Methods: In this randomised, prospective, multicentre trial, we enrolled patients aged 75 years or older with chronic angina of at least Canadian Cardiac Society class II despite at least two antianginal drugs. Patients were randomly assigned coronary angiography and revascularisation or optimised medical therapy. The primary endpoint was quality of life after 6 months, as assessed by questionnaire and the presence of major adverse cardiac events (death, non-fatal myocardial infarction, or hospital admission for acute coronary syndrome with or without the need for revascularisation). Analysis was by intention to treat.
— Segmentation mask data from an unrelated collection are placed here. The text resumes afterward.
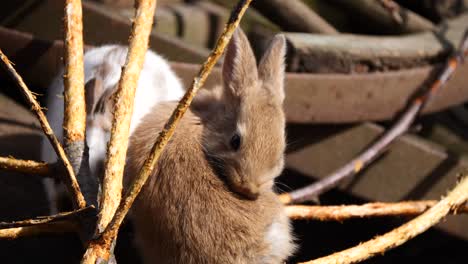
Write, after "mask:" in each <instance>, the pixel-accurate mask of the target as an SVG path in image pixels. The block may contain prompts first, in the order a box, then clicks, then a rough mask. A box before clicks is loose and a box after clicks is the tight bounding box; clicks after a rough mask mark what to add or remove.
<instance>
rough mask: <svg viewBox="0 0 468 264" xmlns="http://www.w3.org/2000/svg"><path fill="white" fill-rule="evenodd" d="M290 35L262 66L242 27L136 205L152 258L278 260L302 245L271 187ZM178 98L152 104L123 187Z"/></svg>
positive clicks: (149, 258)
mask: <svg viewBox="0 0 468 264" xmlns="http://www.w3.org/2000/svg"><path fill="white" fill-rule="evenodd" d="M285 52H286V43H285V39H284V36H276V37H275V38H274V40H273V41H272V43H271V44H270V47H269V48H268V50H267V51H266V54H265V55H264V56H263V58H262V60H261V61H260V63H259V66H258V68H257V65H256V61H255V57H254V55H253V52H252V50H251V48H250V45H249V42H248V40H247V38H246V36H245V35H244V33H242V31H240V30H237V31H236V32H235V33H234V35H233V37H232V40H231V42H230V43H229V46H228V48H227V52H226V56H225V60H224V65H223V81H224V85H223V86H219V87H217V88H215V89H214V90H211V91H208V90H202V91H200V92H201V94H199V95H198V96H197V97H195V99H194V102H193V105H192V107H191V109H190V110H188V111H187V113H186V114H185V116H184V117H183V118H182V120H181V121H180V123H179V125H178V128H177V129H176V131H175V133H174V135H173V137H172V139H171V140H170V141H169V143H168V144H167V146H166V148H165V149H164V151H163V153H161V156H160V159H159V160H158V163H157V166H155V168H154V171H153V172H152V175H151V176H150V178H149V179H148V182H147V183H146V184H145V185H144V186H143V189H142V190H141V193H140V194H139V196H138V197H137V199H136V201H135V204H134V206H133V209H132V210H133V211H132V216H133V220H134V223H135V231H136V234H137V236H138V237H139V239H140V241H139V242H140V245H141V249H142V253H143V257H144V260H145V263H146V264H150V263H161V264H175V263H184V264H196V263H206V264H218V263H236V264H244V263H250V264H267V263H268V264H279V263H283V262H284V261H285V260H286V259H287V257H288V256H290V255H291V254H292V253H293V252H294V249H295V246H294V243H293V236H292V234H291V230H290V229H291V228H290V225H289V219H288V217H287V215H286V213H285V210H284V206H283V205H282V204H281V202H280V201H279V199H278V196H277V195H276V194H275V193H274V191H273V183H274V179H275V177H276V176H278V175H279V174H280V173H281V171H282V169H283V164H284V149H285V145H286V144H285V115H284V111H283V100H284V96H285V95H284V87H283V86H284V85H283V82H284V56H285ZM175 106H176V104H175V103H162V104H158V105H156V106H155V107H154V109H153V110H152V112H151V113H150V114H148V115H147V116H146V117H145V118H144V119H143V121H142V122H141V124H140V126H139V127H138V128H137V129H136V130H135V133H134V134H133V135H132V137H131V139H130V145H129V149H128V152H127V154H128V155H127V164H126V169H125V178H124V179H125V184H126V186H128V184H129V182H131V180H132V179H133V178H134V177H135V176H136V175H137V174H138V172H139V171H140V169H141V167H142V165H143V163H144V161H145V159H146V157H147V156H148V154H149V152H150V150H151V147H152V145H153V144H154V142H155V140H156V137H157V135H158V134H159V132H160V131H161V129H162V128H163V126H164V124H165V122H166V120H167V118H168V117H169V116H170V114H171V113H172V111H173V109H174V108H175Z"/></svg>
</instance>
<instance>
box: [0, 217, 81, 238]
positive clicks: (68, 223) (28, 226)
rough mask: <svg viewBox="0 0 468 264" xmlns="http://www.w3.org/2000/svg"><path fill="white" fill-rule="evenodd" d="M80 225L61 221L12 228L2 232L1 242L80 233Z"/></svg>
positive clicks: (0, 233) (64, 221)
mask: <svg viewBox="0 0 468 264" xmlns="http://www.w3.org/2000/svg"><path fill="white" fill-rule="evenodd" d="M78 231H79V225H77V224H76V223H75V222H72V221H59V222H54V223H50V224H41V225H33V226H24V227H12V228H7V229H1V230H0V240H2V239H8V240H12V239H17V238H20V237H30V236H37V235H41V234H64V233H72V232H78Z"/></svg>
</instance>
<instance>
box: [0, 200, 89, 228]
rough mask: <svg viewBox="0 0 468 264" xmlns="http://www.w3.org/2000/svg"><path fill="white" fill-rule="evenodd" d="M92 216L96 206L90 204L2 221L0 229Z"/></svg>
mask: <svg viewBox="0 0 468 264" xmlns="http://www.w3.org/2000/svg"><path fill="white" fill-rule="evenodd" d="M92 216H94V207H93V206H88V207H85V208H82V209H78V210H76V211H72V212H65V213H60V214H56V215H51V216H39V217H36V218H33V219H27V220H20V221H14V222H0V229H5V228H14V227H26V226H36V225H44V224H51V223H55V222H59V221H64V220H69V221H74V222H76V223H78V222H79V219H80V218H86V217H92Z"/></svg>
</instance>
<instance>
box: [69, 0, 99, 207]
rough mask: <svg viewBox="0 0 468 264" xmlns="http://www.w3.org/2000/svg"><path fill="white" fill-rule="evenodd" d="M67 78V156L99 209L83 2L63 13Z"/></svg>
mask: <svg viewBox="0 0 468 264" xmlns="http://www.w3.org/2000/svg"><path fill="white" fill-rule="evenodd" d="M64 13H65V16H64V29H65V42H64V43H65V44H66V45H65V49H64V50H65V56H64V58H65V60H64V62H65V75H64V76H63V80H64V119H63V132H64V133H63V134H64V144H65V152H66V153H67V155H68V157H69V159H70V162H71V164H72V166H73V169H74V171H75V174H76V175H77V179H78V183H79V184H80V187H81V190H82V191H83V195H84V197H85V199H86V203H87V204H88V205H90V204H92V205H94V206H97V190H98V183H97V177H94V178H93V175H91V173H90V169H89V162H88V148H87V147H86V142H85V130H86V106H85V91H84V67H83V22H82V10H81V0H67V1H66V2H65V10H64Z"/></svg>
Findings: 150 patients were assigned medical therapy and 155 invasive therapy. Two protocol violators in each group were not included in the analysis. After 6 months, angina severity decreased and measures of quality of life increased in both treatment groups; however, these improvements were significantly greater after revascularisation. Major adverse cardiac events occurred in 72 (49%) of patients in the medical group and 29 (19%) in the invasive group (p<0.0001).

Interpretation: Patients aged 75 years or older with angina despite standard drug therapy benefit more from revascularisation than from optimised medical therapy in terms of symptom relief and quality of life. Therefore, these patients should be offered invasive assessment despite their high risk profile followed by revascularisation if feasible.